Ce n’est pas un hasard si ce jeudi, Peter Sagan, star du cyclisme mondial et vainqueur l’an passé, s’est déplacé personnellement pour poser une plaque à son nom dans l’un de ces box désuets. « C’est beau », s’est simplement exclamé le tenant du titre au moment de fixer la plaque à son nom. Certes. Mais ces murs décrépis font aussi partie de la légende.
Des douches nées pour lutter contre la tuberculose
A l’origine, rien ne prédestinait le lieu à une telle gloire. La naissance des douches est liée à une école dite « de plein air », qui traitait les problèmes de tuberculose chez les enfants. « L’école a été ouverte dans les années 1920 et les douches ont été construites pour des raisons d’hygiène. Mais il a fallu attendre 1943 pour que les coureurs du Paris-Roubaix les utilisent », explique François Doulcier, président de l’association des Amis de Paris-Roubaix et fin connaisseur de l’histoire de la course.
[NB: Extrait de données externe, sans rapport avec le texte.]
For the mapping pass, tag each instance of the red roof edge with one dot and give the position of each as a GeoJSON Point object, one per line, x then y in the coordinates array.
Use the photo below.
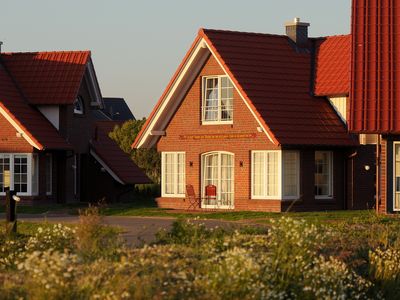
{"type": "Point", "coordinates": [25, 130]}
{"type": "Point", "coordinates": [160, 100]}
{"type": "Point", "coordinates": [247, 99]}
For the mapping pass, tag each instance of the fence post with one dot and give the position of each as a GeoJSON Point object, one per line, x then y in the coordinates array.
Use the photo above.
{"type": "Point", "coordinates": [11, 212]}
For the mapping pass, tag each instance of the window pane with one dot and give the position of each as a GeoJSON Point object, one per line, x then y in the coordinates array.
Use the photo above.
{"type": "Point", "coordinates": [35, 174]}
{"type": "Point", "coordinates": [49, 173]}
{"type": "Point", "coordinates": [290, 173]}
{"type": "Point", "coordinates": [258, 174]}
{"type": "Point", "coordinates": [218, 99]}
{"type": "Point", "coordinates": [4, 171]}
{"type": "Point", "coordinates": [397, 177]}
{"type": "Point", "coordinates": [174, 173]}
{"type": "Point", "coordinates": [272, 173]}
{"type": "Point", "coordinates": [323, 173]}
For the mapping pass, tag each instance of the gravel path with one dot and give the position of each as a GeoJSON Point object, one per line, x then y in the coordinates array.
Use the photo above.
{"type": "Point", "coordinates": [136, 230]}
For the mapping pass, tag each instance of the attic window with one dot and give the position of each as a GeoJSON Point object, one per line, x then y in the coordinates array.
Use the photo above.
{"type": "Point", "coordinates": [217, 100]}
{"type": "Point", "coordinates": [78, 106]}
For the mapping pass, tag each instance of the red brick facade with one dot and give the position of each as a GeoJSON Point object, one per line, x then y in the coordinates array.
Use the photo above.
{"type": "Point", "coordinates": [10, 142]}
{"type": "Point", "coordinates": [187, 121]}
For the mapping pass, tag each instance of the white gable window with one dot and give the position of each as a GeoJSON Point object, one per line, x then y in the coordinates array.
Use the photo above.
{"type": "Point", "coordinates": [275, 175]}
{"type": "Point", "coordinates": [173, 174]}
{"type": "Point", "coordinates": [323, 174]}
{"type": "Point", "coordinates": [340, 105]}
{"type": "Point", "coordinates": [78, 106]}
{"type": "Point", "coordinates": [217, 104]}
{"type": "Point", "coordinates": [20, 173]}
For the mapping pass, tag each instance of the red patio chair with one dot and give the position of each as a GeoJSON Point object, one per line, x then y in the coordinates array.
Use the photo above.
{"type": "Point", "coordinates": [211, 194]}
{"type": "Point", "coordinates": [193, 201]}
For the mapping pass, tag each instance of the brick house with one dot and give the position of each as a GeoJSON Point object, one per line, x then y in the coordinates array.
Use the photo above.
{"type": "Point", "coordinates": [263, 118]}
{"type": "Point", "coordinates": [52, 149]}
{"type": "Point", "coordinates": [375, 92]}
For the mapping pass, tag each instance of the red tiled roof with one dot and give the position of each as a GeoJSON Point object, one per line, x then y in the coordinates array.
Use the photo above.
{"type": "Point", "coordinates": [32, 122]}
{"type": "Point", "coordinates": [332, 65]}
{"type": "Point", "coordinates": [275, 80]}
{"type": "Point", "coordinates": [118, 161]}
{"type": "Point", "coordinates": [375, 92]}
{"type": "Point", "coordinates": [48, 77]}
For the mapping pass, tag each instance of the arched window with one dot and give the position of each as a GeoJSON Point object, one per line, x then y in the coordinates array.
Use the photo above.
{"type": "Point", "coordinates": [78, 106]}
{"type": "Point", "coordinates": [218, 170]}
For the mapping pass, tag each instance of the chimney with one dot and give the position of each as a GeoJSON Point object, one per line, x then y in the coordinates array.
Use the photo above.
{"type": "Point", "coordinates": [298, 32]}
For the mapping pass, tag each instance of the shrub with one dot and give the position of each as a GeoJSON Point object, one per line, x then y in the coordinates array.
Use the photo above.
{"type": "Point", "coordinates": [385, 271]}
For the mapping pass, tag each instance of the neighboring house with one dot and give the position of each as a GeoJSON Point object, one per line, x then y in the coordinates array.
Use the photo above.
{"type": "Point", "coordinates": [263, 118]}
{"type": "Point", "coordinates": [375, 93]}
{"type": "Point", "coordinates": [117, 109]}
{"type": "Point", "coordinates": [51, 146]}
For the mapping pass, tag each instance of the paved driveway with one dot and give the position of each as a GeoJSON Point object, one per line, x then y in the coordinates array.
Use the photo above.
{"type": "Point", "coordinates": [136, 230]}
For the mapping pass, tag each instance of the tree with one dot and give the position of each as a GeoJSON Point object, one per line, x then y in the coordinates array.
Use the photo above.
{"type": "Point", "coordinates": [147, 159]}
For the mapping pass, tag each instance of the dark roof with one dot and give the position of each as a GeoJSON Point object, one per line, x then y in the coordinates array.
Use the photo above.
{"type": "Point", "coordinates": [375, 93]}
{"type": "Point", "coordinates": [112, 155]}
{"type": "Point", "coordinates": [37, 128]}
{"type": "Point", "coordinates": [48, 77]}
{"type": "Point", "coordinates": [117, 109]}
{"type": "Point", "coordinates": [332, 65]}
{"type": "Point", "coordinates": [275, 79]}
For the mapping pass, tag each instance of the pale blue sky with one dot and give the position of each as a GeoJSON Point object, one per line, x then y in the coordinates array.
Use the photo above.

Après trois ans d’interruption à cause de la Seconde Guerre mondiale, l’Enfer du Nord reprend pendant l’occupation. Et pour la première fois, l’arrivée est placée sur le Vélodrome, tout près. « C’était jugé super moderne à l’époque. Les hôtels n’avaient pas le confort d’aujourd’hui. C’était la galère pour prendre une douche et il y en avait plusieurs au même endroit et à l’arrivée », poursuit François Doulcier.
Le bureau des pleurs de Paris-Roubaix
Le mythe des douches peut commencer. Au fil des années, magnifié par des photos légendaires de coureurs plein de boue ou de poussière, épuisés par l’effort consenti sur les pavés, le lieu devient emblématique et incontournable. « C’est un endroit où les coureurs récupéraient physiquement mais surtout psychologiquement. Et comme il n’y a qu’un seul vainqueur, c’est aussi le bureau des pleurs de coureurs en détresse, l’endroit où il faut récupérer, relativiser et penser à autre chose », poursuit le président de l’association des Amis de Paris-Roubaix.
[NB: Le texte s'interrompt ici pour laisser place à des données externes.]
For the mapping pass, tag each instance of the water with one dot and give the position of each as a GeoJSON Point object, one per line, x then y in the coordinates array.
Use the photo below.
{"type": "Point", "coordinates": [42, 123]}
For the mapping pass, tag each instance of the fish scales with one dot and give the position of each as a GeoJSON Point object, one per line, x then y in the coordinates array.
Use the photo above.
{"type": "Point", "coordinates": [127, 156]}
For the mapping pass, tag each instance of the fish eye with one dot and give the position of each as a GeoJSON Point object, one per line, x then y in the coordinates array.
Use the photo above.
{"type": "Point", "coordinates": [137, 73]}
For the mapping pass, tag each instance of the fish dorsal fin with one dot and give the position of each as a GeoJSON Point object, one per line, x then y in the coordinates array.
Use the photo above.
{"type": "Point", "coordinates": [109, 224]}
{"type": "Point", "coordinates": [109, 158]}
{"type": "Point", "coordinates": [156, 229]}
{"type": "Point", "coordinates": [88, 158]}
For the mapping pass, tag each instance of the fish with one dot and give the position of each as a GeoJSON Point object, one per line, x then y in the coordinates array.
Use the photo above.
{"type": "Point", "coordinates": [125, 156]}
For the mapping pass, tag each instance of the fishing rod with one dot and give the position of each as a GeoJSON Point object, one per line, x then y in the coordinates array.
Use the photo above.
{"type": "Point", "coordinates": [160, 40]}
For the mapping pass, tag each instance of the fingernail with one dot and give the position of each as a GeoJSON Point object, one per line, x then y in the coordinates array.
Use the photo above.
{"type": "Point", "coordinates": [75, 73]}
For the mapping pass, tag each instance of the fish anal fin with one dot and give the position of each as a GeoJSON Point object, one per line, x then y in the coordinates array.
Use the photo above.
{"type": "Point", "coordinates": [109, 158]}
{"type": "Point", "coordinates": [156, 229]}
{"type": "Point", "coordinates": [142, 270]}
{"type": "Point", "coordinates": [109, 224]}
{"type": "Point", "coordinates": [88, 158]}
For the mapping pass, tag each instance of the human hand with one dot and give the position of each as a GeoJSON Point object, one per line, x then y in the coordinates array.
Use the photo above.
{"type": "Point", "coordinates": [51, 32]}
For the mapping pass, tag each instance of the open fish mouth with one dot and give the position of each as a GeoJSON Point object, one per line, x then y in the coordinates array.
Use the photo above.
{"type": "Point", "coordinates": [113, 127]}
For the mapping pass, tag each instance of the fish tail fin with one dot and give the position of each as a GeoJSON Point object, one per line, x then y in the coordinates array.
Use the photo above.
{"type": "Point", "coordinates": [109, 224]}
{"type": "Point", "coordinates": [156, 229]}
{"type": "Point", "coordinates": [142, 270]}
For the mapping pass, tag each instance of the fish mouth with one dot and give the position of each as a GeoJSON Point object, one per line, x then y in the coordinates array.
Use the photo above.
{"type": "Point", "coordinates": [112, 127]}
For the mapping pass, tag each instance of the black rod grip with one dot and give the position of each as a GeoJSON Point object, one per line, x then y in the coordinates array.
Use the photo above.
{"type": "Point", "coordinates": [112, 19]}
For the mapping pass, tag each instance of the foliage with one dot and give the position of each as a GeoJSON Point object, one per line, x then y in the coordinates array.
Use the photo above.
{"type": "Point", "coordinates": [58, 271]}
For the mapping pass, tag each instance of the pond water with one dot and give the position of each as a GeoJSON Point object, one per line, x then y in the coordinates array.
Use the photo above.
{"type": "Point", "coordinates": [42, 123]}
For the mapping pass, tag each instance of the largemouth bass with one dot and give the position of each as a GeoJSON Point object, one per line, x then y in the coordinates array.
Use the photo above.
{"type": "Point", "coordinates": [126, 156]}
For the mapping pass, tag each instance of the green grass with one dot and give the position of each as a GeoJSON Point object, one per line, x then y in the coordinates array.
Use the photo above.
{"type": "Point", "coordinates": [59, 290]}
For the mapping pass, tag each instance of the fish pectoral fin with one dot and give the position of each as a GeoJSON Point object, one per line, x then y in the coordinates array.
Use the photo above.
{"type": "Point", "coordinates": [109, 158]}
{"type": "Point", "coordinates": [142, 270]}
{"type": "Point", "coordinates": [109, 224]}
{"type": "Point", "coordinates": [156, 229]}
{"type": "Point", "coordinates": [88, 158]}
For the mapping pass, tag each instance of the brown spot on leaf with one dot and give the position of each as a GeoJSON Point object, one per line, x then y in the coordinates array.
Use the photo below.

Depuis une vingtaine d’années, le lieu est également devenu mémoriel. En 1996, à l’occasion du centenaire de Paris-Roubaix, des passionnés ont l’idée de faire des douches de Roubaix une sorte de Hollywood Boulevard. Mais au lieu des étoiles de la célèbre avenue de Los Angeles, on appose sur chaque box, dans lequel les coureurs se déshabillent, une plaque au nom de chaque vainqueur de l’épreuve. Les lauréats adorent.
Des plaques au nom de chaque vainqueur posées depuis 1996
« Tous les anciens vainqueurs en activité se déshabillent dans le box à leur nom comme Van Avermaet, Degenkolb ou Hayman. Et à chaque fois que des ex-coureurs comme Boonen, Museeuw ou encore Tafi viennent à Roubaix avec des amateurs, ils vont dans les douches et se prennent en photo dans leur box. C’est impressionnant, c’est une vraie fierté et c’est devenu hyper important pour les coureurs », assure Daniel Verbrackel, directeur sportif de l’équipe Natura4ever Roubaix-Lille Métropole et à l’origine des plaques.
Si tous les anciens vainqueurs ont une plaque à leur nom, il existe un intrus parmi eux. Arrivé bon dernier de l’édition 1968, celle qui a vu l’arrivée de la tranchée Arenberg dans le parcours, Philippe Crepel a le privilège d’avoir son nom dans les douches juste à côté d’un certain Eddy Merckx.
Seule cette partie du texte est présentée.